Chris Farrell Nov 22, 2012

Japan’s stock market is at a six and a half month high. And that’s in part thanks to expectations that Japan’s version of the Federal Reserve is about to get aggressive. Or, you might say, go negative.

As in: set negative interest rates, to get investors to stop putting their money into government bonds. Negative interest rates mean you’re paying say, a central bank, to store your cash in their vaults.

Negative interest rates already exist here in the U.S., if you go buy Treasury inflation-protected securities, says Marketplace Economics correspondent Chris Farrell. These protect you from any future increase in the Consumer Price Index, but that protection will cost you — you are actually getting a negative yield.

The rates also pop all over the world, in places like Denmark, Farrell adds.

But why would someone agree to such a seemingly raw deal?

“It reflects the fear of what’s happening in Europe and the fiscal cliff and all the economic problems we’ve had over the last five years,” Farrell says. “What’s really going to happen to Greece? What about Spain?

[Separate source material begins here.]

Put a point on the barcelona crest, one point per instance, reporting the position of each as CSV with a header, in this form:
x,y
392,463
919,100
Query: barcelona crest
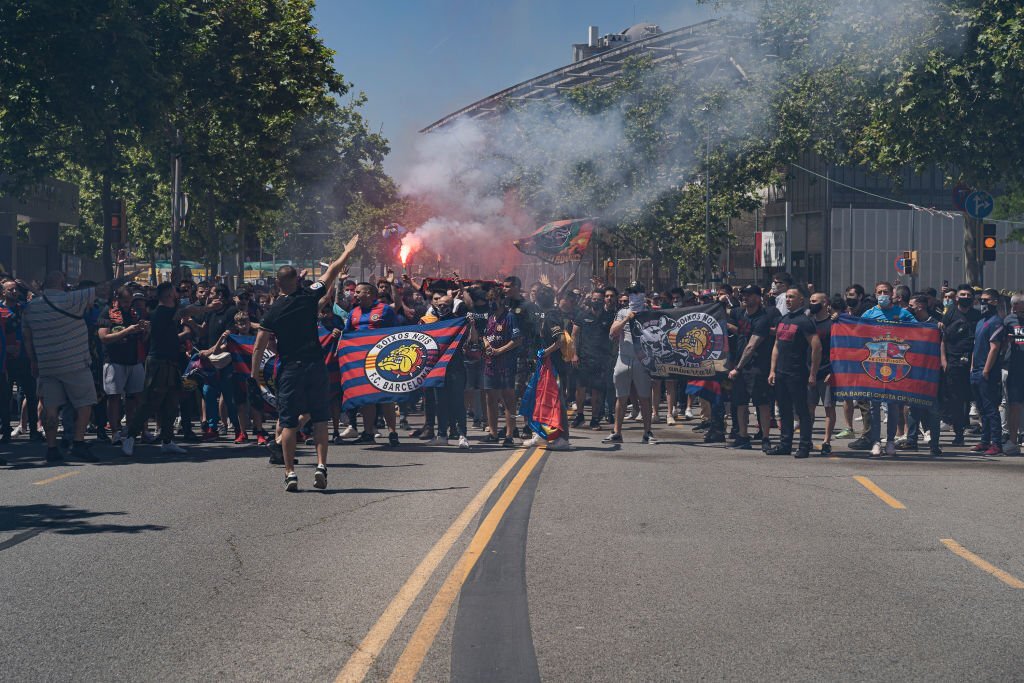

It’s a flight to safety.”

Governments and central bankers also like the strategy, because it helps encourage people to buy into the stock market.

“If there’s a negative rate of interest, boy, banks — they’re going to start lending more,” adds Farrell. “It’s part of this whole process… by central bankers to try and get people to take more risks, for banks to lend more; to get demand going, to get the economy going.”

Thus far though, the strategy isn’t working: confidence is still shaky, and people want safety and security, not risk.